In 2013, Food & Wine named Stupak a “Best New Chef” and in 2015, he published his James Beard Award-nominated book, Tacos: Recipes and Provocations. He even struck a deal with Goldbelly to have Empellón’s short rib pastrami tacos, chips, salsas and more delivered nationwide. 

Ayocote bean flautas with bibb lettuce and crema.  Photo: courtesy Evan Sung

Now 41, Stupak has some perspective. 

“In the beginning, it was like, I am Empellón. Empellón is me,” he says. “But for a host of reasons, over time you separate it from yourself. Empellón is a separate entity from me. I can begin to look at it and judge it objectively. I created it and I control it and I edit it. 

“The next evolution of that is when other people identify with Empellón. Not with you, your brand.”

He says he’s now able to execute more creative ideas more successfully than he ever was before, and he’s creative outside of the kitchen as well. He communicates, he directs, he edits.

“Again, 10 years ago, if I had an idea, it was well, let’s do it. I just woke up and put it on the menu. If I didn’t like something that was a No. 1 seller, I would just take it off the menu. I didn’t care. I just didn’t care,” he says. “And that statement might sound like that’s the more creative and free one, but it’s actually not. Because you can have the greatest idea in the world, but if it’s not framed appropriately for the restaurant that you’re doing at the time, it’s just going to rot in your refrigerator.” 

Today when he has an idea, he considers where it could fit. It could live in one of his existing restaurants, it could snowball into a new Empellón concept, or it could grow into a restaurant entirely unrelated to Empellón. He’s open to it all.

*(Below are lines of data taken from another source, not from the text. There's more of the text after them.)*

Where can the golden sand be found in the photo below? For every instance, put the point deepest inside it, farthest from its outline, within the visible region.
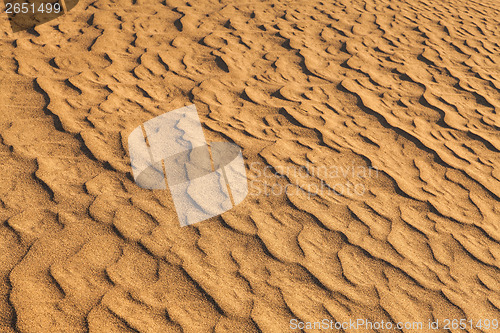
(406, 89)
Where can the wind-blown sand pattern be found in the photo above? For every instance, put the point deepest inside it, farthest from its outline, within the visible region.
(410, 88)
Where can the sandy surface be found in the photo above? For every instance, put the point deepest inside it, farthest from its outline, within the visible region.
(407, 88)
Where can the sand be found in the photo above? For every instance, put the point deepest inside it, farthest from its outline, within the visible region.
(392, 106)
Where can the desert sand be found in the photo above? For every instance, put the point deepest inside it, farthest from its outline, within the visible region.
(397, 99)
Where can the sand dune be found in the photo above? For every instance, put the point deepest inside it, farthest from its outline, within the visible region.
(392, 106)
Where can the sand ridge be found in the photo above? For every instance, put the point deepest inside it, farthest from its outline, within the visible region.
(409, 88)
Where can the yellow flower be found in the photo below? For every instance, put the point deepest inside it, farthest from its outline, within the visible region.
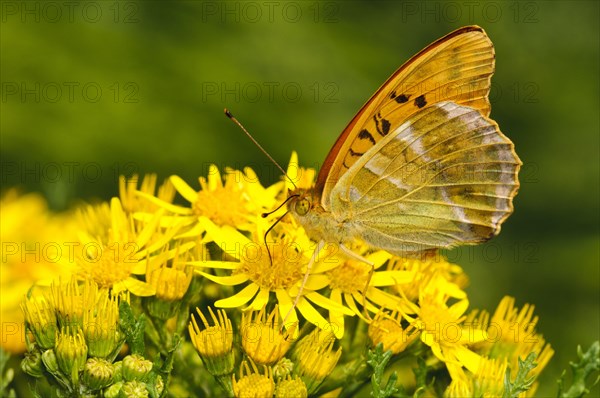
(279, 270)
(170, 282)
(315, 358)
(291, 388)
(238, 202)
(450, 278)
(34, 243)
(214, 343)
(442, 328)
(133, 203)
(71, 352)
(115, 249)
(69, 299)
(252, 383)
(347, 279)
(387, 329)
(101, 324)
(511, 334)
(262, 338)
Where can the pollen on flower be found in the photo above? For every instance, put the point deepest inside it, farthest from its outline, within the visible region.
(109, 264)
(262, 338)
(386, 329)
(291, 388)
(224, 204)
(253, 384)
(282, 272)
(214, 343)
(316, 358)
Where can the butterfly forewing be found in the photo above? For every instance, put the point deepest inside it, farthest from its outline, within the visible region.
(457, 68)
(445, 176)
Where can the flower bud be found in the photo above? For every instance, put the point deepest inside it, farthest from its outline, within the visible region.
(133, 389)
(113, 391)
(32, 364)
(71, 353)
(97, 373)
(135, 367)
(49, 360)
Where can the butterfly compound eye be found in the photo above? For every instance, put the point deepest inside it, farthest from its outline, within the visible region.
(302, 206)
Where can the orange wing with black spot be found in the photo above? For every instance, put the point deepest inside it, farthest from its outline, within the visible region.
(458, 68)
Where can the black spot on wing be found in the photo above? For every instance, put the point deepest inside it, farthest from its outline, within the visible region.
(365, 135)
(402, 98)
(382, 125)
(420, 101)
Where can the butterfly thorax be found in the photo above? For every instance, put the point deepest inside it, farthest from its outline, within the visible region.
(319, 223)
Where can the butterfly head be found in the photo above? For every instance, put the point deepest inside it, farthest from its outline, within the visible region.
(302, 202)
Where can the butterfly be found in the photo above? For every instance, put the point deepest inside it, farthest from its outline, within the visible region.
(421, 166)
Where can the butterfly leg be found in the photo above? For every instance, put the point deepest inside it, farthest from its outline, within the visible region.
(357, 257)
(311, 262)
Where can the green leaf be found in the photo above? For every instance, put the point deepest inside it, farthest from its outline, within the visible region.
(522, 383)
(378, 360)
(133, 328)
(589, 363)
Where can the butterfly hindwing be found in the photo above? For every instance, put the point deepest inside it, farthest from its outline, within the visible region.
(457, 67)
(445, 176)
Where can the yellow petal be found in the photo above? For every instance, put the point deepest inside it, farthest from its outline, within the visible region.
(337, 317)
(390, 278)
(190, 194)
(214, 178)
(214, 264)
(229, 239)
(285, 306)
(225, 280)
(240, 298)
(259, 301)
(165, 205)
(327, 303)
(312, 315)
(139, 288)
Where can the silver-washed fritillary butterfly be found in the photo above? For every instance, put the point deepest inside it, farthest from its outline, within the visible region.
(421, 166)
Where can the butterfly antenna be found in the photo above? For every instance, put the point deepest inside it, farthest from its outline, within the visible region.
(265, 215)
(230, 116)
(269, 230)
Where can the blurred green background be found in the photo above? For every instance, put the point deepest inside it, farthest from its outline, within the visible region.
(91, 90)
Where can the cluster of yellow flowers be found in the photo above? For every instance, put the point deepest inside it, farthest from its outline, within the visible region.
(287, 330)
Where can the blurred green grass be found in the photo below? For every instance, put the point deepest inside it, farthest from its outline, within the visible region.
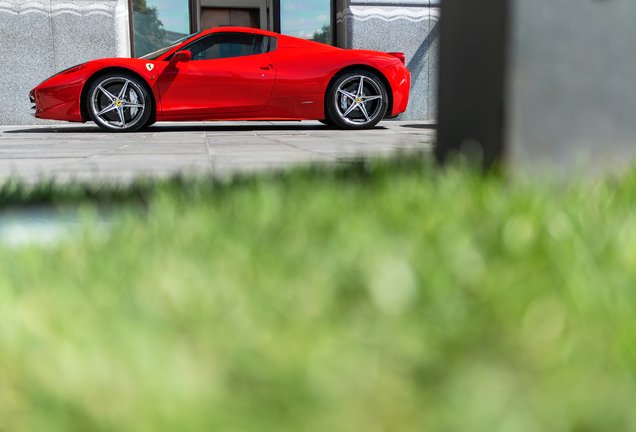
(384, 296)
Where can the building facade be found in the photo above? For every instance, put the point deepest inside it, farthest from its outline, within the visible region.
(41, 37)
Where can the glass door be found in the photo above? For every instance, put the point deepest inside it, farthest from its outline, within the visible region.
(241, 17)
(157, 23)
(307, 19)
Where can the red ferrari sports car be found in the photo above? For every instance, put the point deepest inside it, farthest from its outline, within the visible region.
(230, 73)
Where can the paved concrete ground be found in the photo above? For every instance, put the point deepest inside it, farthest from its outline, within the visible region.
(86, 153)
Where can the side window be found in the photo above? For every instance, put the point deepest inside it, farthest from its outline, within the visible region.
(220, 46)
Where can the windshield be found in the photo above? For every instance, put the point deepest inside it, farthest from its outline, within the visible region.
(155, 55)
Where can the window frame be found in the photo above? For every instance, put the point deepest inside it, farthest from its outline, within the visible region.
(271, 45)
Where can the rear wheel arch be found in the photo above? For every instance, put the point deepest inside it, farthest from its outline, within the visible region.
(368, 68)
(87, 85)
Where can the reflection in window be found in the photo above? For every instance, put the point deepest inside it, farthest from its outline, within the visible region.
(158, 23)
(307, 19)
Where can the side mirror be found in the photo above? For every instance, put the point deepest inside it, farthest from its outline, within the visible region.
(183, 56)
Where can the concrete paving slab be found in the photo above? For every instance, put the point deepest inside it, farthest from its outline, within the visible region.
(72, 152)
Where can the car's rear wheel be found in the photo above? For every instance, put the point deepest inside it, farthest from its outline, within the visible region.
(357, 100)
(119, 102)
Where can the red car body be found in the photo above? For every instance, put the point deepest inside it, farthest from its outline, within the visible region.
(287, 83)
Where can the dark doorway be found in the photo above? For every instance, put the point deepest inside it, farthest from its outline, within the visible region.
(216, 17)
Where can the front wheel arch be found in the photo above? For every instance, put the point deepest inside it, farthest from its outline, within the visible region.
(87, 85)
(368, 68)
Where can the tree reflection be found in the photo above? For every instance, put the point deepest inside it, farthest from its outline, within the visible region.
(149, 32)
(323, 35)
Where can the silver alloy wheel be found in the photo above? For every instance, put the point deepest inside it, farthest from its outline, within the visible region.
(118, 103)
(358, 100)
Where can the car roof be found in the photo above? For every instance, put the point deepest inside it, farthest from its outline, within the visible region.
(248, 30)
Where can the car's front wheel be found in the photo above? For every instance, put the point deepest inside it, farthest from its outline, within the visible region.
(357, 100)
(119, 102)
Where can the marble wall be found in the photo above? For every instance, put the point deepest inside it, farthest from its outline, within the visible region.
(571, 98)
(409, 26)
(40, 38)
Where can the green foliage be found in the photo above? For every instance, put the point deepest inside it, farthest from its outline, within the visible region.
(323, 35)
(388, 296)
(149, 32)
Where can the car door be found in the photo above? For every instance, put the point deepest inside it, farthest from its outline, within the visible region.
(228, 73)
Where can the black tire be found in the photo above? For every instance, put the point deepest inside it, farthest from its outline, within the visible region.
(356, 100)
(152, 120)
(119, 102)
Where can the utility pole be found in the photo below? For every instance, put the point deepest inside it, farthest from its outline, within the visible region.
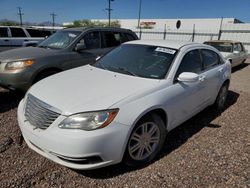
(139, 17)
(20, 15)
(53, 19)
(109, 10)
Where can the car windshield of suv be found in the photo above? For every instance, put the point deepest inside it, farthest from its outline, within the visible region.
(138, 60)
(221, 46)
(59, 40)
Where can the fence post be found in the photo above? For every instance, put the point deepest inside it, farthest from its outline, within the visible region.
(140, 33)
(220, 28)
(193, 33)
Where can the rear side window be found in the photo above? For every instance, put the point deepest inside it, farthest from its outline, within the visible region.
(34, 32)
(38, 33)
(190, 63)
(17, 32)
(92, 40)
(209, 58)
(3, 32)
(129, 37)
(112, 39)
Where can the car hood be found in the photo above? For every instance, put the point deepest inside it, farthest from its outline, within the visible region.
(226, 54)
(26, 53)
(88, 89)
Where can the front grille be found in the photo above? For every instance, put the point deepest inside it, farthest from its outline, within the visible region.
(40, 114)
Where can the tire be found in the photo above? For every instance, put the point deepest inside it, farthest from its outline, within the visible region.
(145, 141)
(44, 75)
(220, 101)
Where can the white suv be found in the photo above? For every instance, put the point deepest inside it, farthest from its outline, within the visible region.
(122, 107)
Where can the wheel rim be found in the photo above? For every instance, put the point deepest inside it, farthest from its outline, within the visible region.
(144, 141)
(222, 97)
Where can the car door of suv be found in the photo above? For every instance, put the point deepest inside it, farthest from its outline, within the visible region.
(18, 36)
(236, 55)
(5, 42)
(92, 41)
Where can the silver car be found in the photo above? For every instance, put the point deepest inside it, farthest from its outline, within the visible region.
(66, 49)
(233, 51)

“I have ideas that I feel like should be expressed, but I don’t take any form of expansion lightly,” he says. “I believe in New York City and I believe in restaurants and I believe restaurants—good restaurants—are still very much a thing people seek out and crave. I think restaurants are still the future, so I would like to open more.”

A dad of two, he compares restaurants to infants who don’t really develop their personalities until age 2. And if you aren’t a hands-on parent, a hands-on restaurateur, they can get very out of control very quickly. He’s not ready for the commitment that’s required of an out-of-Manhattan restaurant just yet; these days, the best part of his morning is walking his 6-year-old son to school in Brooklyn and talking with him about Pokémon. But he aspires to have one eventually.

At Empellón in Midtown he has flexed his fine dining muscles with dishes like this, which isn’t actually an avocado.  Photo: courtesy Evan Sung/Empellón

“Ten years later, Empellón Taqueria in the West Village is still chugging along and making people happy,” he says. “And now on Friday, we’re about to open a new one. It’s the same size in the same city, in a new location. And my hope is that it will make people happy. And if it does, then that encourages me to see if I can do it one more time in Manhattan, but bigger.

“And if I can, and it still does what I want it to do and what the customers want it to do, well then yeah, I think we should take it out of New York City. And even then, let’s be humble. Where do we go first? Probably Miami. And then if that works, wow, high five. Then maybe we’ll start looking at Vegas and London and blah, blah, blah. I just don’t want to lose ground, you know?”

As deliberate and mature as Stupak’s moves appear nowadays, it’d be a mistake to write off his identity as a provocateur.

“Ten years ago, they said, ‘Woah, the pastry chef at wd~50 is doing tacos. That’s crazy!’ Now, Empellón is working. I’m opening a new one and they’re like, ‘Yeah, cool. Can’t wait to go. Nice,’” he says. “So, I need to figure out new ways to put blood into the water.”